Deux solutions sont possibles :
• Une succession de régimes juridiques en fonction de la nature des missions.
• Une unification de régimes juridiques au profit d’une des deux opérations.
La jurisprudence a opté pour la deuxième solution dans l’intérêt des justiciables. On se fonde sur la nature de l’opération à l’origine du préjudice.
Cette solution a été consacrée par la jurisprudence dans deux grands arrêts :
• C.E. Assemblée 24/06/1949 Consorts Lecomte.
Les faits : des agents de police sont chargés d’arrêter un véhicule suspect, la voiture force un barrage, les policiers tirent, une balle perdue vient tuer le Sieur Lecomte.
Quel est le régime de responsabilité ?
Le C.E. juge que la juridiction administrative est compétente pour apprécier la nature de l’opération dès lors que celle-ci présentait le caractère d’une mission de police administrative.
• T.C. 12/06/1978 Société
Les faits : au cours d’un transport de fonds escorté par la police un hold-up survient. L’escorte de police n’intervient pas pour éviter un carnage. L’entreprise de transport de fonds saisit le juge administratif face à l’inaction de la police.
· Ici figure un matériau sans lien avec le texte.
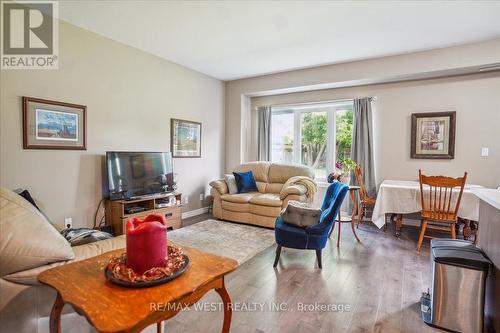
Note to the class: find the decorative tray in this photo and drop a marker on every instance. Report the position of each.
(118, 273)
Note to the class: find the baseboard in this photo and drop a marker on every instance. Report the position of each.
(195, 212)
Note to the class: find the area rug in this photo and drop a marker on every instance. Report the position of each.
(237, 241)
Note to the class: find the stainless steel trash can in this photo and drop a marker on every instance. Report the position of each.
(456, 299)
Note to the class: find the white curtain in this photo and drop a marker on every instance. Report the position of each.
(362, 142)
(264, 136)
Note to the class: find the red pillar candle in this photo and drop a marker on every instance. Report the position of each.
(146, 243)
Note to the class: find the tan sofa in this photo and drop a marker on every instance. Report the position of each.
(29, 245)
(260, 208)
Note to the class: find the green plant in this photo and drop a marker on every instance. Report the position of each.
(348, 165)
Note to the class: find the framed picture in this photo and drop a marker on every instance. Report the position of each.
(53, 125)
(433, 135)
(185, 138)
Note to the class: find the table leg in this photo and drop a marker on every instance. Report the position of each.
(398, 222)
(226, 300)
(354, 213)
(55, 315)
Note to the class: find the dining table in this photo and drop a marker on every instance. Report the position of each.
(399, 197)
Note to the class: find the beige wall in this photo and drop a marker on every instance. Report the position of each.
(475, 98)
(130, 97)
(433, 63)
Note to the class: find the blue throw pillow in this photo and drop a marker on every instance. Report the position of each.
(245, 182)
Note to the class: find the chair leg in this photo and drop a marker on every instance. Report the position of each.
(338, 237)
(278, 253)
(318, 257)
(421, 235)
(360, 214)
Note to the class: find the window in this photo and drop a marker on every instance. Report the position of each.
(316, 135)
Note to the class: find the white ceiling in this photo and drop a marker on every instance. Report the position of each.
(236, 39)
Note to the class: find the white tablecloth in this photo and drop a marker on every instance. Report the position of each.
(403, 197)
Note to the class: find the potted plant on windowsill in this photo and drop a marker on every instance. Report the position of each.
(344, 168)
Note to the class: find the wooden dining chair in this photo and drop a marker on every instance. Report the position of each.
(440, 199)
(364, 199)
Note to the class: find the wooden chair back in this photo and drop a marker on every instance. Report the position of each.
(363, 193)
(443, 196)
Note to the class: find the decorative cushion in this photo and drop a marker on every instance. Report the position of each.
(231, 183)
(245, 182)
(300, 214)
(27, 239)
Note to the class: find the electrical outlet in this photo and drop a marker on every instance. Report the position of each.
(68, 223)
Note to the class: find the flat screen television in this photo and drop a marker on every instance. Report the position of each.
(133, 175)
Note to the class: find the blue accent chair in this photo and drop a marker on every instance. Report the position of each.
(315, 236)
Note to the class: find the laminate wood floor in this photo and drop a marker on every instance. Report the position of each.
(378, 282)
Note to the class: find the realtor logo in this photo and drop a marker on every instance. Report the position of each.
(30, 35)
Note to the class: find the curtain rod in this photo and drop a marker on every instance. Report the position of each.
(372, 98)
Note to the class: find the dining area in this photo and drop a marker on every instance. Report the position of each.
(450, 207)
(440, 206)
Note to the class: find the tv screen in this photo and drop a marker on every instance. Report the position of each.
(135, 174)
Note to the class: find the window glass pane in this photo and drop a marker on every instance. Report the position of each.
(314, 127)
(282, 137)
(343, 137)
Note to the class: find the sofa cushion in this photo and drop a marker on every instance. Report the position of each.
(231, 183)
(267, 211)
(274, 187)
(27, 240)
(280, 173)
(260, 170)
(245, 182)
(268, 199)
(239, 198)
(82, 252)
(235, 207)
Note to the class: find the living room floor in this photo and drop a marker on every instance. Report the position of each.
(380, 279)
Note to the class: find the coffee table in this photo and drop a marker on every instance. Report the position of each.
(111, 308)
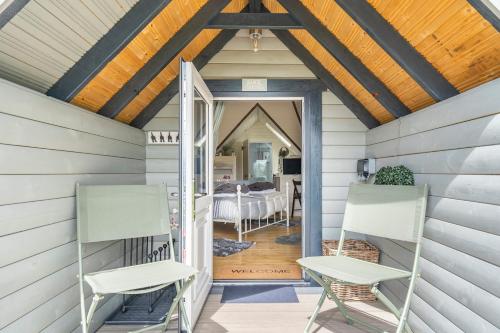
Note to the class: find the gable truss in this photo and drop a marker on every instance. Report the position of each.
(298, 17)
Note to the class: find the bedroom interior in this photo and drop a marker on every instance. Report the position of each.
(140, 137)
(257, 169)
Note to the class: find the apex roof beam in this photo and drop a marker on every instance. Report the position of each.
(487, 11)
(399, 49)
(364, 76)
(173, 87)
(255, 6)
(162, 58)
(332, 84)
(112, 43)
(254, 20)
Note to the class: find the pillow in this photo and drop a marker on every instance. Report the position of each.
(230, 188)
(261, 186)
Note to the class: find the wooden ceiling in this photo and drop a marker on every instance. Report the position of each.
(458, 42)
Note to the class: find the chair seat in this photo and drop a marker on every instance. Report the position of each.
(352, 270)
(128, 278)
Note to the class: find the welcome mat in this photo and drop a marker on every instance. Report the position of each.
(137, 313)
(259, 294)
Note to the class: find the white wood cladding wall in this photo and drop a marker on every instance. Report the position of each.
(46, 38)
(46, 146)
(454, 146)
(343, 133)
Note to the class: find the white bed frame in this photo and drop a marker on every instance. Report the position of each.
(244, 226)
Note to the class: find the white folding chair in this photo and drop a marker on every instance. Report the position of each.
(115, 212)
(395, 212)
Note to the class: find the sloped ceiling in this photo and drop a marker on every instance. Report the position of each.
(457, 40)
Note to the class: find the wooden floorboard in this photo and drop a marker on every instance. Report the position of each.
(266, 260)
(219, 317)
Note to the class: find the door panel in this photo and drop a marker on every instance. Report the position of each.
(196, 167)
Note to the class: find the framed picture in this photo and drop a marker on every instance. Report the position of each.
(162, 137)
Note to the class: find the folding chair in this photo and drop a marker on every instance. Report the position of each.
(395, 212)
(106, 213)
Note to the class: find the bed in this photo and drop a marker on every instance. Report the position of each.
(251, 207)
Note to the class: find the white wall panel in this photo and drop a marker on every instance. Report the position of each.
(454, 147)
(46, 147)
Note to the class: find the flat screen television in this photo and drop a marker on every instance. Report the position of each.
(292, 166)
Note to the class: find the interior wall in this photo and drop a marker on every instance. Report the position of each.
(343, 134)
(281, 111)
(454, 146)
(46, 147)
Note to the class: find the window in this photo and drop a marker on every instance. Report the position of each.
(200, 142)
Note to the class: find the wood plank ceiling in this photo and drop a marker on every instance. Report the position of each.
(451, 36)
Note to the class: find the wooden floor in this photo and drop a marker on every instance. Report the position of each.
(266, 260)
(289, 318)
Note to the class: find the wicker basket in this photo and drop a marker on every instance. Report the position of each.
(356, 249)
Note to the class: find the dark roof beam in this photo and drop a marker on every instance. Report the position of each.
(173, 87)
(253, 20)
(489, 14)
(162, 58)
(112, 43)
(331, 83)
(350, 62)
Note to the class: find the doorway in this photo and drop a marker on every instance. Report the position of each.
(257, 181)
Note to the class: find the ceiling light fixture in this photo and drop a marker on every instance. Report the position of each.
(255, 36)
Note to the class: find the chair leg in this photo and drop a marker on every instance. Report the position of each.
(176, 302)
(316, 311)
(93, 307)
(342, 308)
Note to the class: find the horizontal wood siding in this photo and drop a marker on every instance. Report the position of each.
(46, 147)
(454, 146)
(343, 134)
(46, 38)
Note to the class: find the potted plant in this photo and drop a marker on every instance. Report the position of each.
(397, 175)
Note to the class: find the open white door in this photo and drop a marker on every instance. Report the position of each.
(196, 170)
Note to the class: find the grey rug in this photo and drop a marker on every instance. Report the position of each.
(289, 239)
(224, 247)
(259, 294)
(138, 313)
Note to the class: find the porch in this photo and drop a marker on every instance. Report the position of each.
(218, 317)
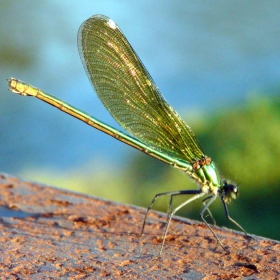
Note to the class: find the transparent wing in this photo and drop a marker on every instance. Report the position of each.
(129, 93)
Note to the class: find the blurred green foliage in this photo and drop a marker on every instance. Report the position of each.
(244, 141)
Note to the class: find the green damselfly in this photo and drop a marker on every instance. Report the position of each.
(131, 96)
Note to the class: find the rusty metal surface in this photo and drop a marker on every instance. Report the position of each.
(49, 233)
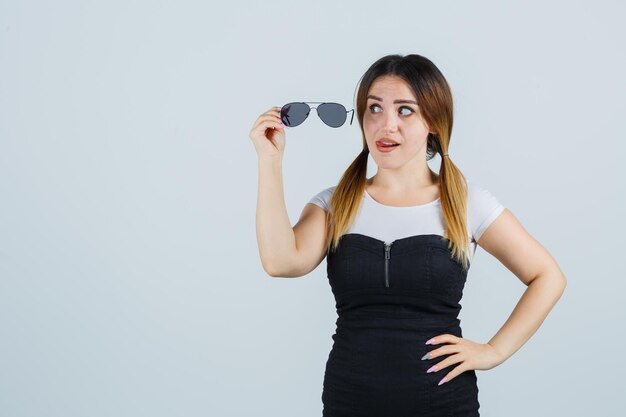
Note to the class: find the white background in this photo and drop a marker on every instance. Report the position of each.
(130, 279)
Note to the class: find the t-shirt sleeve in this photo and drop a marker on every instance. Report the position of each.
(483, 209)
(322, 198)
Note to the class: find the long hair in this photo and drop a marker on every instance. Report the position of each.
(434, 99)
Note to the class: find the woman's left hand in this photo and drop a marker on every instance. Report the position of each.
(470, 354)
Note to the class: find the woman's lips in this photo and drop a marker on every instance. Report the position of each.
(383, 148)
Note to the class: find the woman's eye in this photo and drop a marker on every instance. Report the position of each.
(373, 106)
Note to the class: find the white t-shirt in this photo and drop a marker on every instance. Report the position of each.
(389, 223)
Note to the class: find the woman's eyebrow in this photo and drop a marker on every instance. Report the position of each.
(395, 101)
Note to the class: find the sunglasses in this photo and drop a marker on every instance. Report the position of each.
(333, 114)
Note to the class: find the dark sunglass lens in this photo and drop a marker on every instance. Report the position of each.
(293, 114)
(333, 114)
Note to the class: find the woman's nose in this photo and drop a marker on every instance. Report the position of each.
(391, 124)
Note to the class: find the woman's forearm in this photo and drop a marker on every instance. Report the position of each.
(529, 313)
(275, 235)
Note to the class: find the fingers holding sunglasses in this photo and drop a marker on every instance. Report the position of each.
(268, 134)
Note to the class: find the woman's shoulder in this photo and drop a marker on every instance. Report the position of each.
(322, 198)
(483, 207)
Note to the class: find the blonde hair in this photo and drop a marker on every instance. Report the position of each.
(434, 99)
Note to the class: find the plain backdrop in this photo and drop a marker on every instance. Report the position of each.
(130, 278)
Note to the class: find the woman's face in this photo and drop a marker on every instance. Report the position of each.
(401, 122)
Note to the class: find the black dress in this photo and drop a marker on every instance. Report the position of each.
(390, 299)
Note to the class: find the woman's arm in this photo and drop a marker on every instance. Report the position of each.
(508, 241)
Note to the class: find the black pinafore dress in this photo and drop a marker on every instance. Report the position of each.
(390, 299)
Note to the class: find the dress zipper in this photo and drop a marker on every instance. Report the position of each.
(387, 256)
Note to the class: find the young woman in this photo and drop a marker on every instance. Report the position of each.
(398, 249)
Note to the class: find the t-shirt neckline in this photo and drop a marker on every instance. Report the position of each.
(430, 203)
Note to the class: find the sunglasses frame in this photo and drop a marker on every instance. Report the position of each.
(318, 115)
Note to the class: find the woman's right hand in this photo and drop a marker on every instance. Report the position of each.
(268, 133)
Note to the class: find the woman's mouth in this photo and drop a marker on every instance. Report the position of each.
(386, 146)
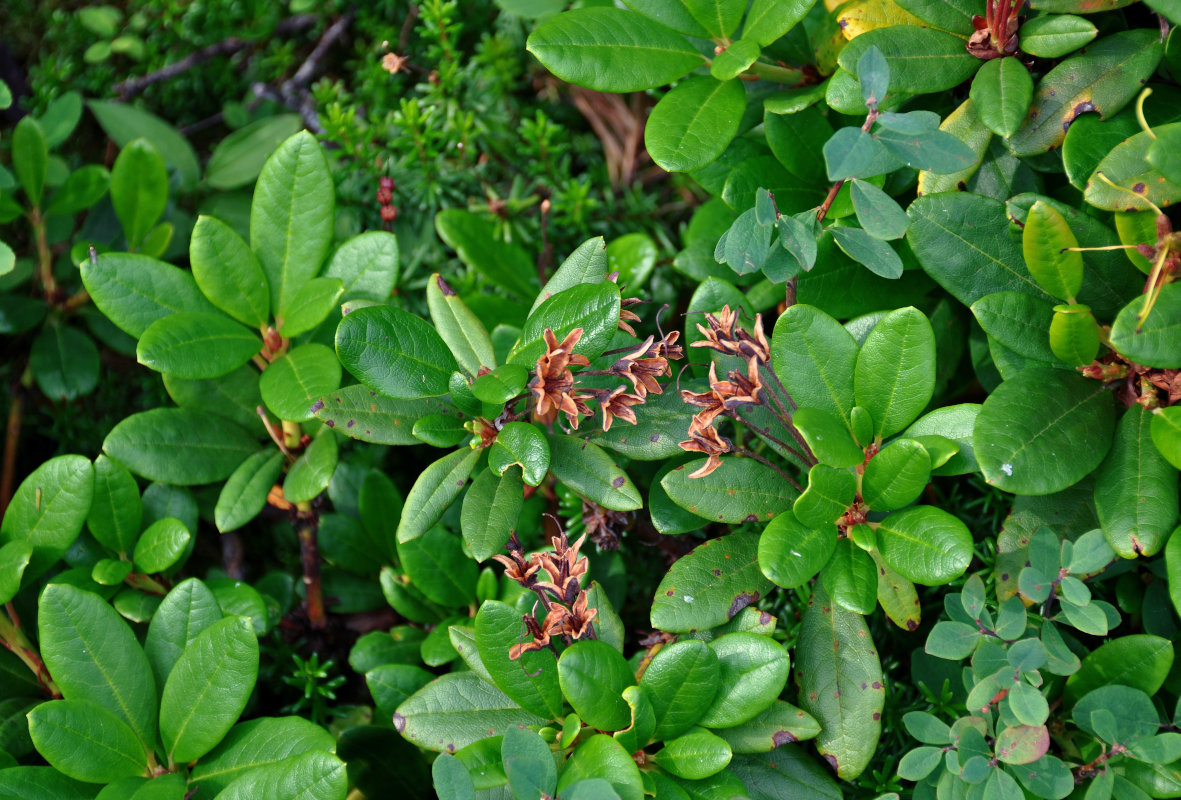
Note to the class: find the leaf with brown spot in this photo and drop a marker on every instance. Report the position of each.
(1104, 77)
Le Juge administratif est compétent car le préjudice résulte des conditions d’organisation du transport de fonds mais cette solution d’unification du régime applicable ne trouve à s’appliquer que lorsqu’il y a unité entre les missions de police judiciaire et de police administrative. Dès lors qu’il y a une césure nette entre les deux opérations résultant notamment de l’écoulement du temps le contentieux est partagé en se fondant sur l’opération à l’origine du dommage.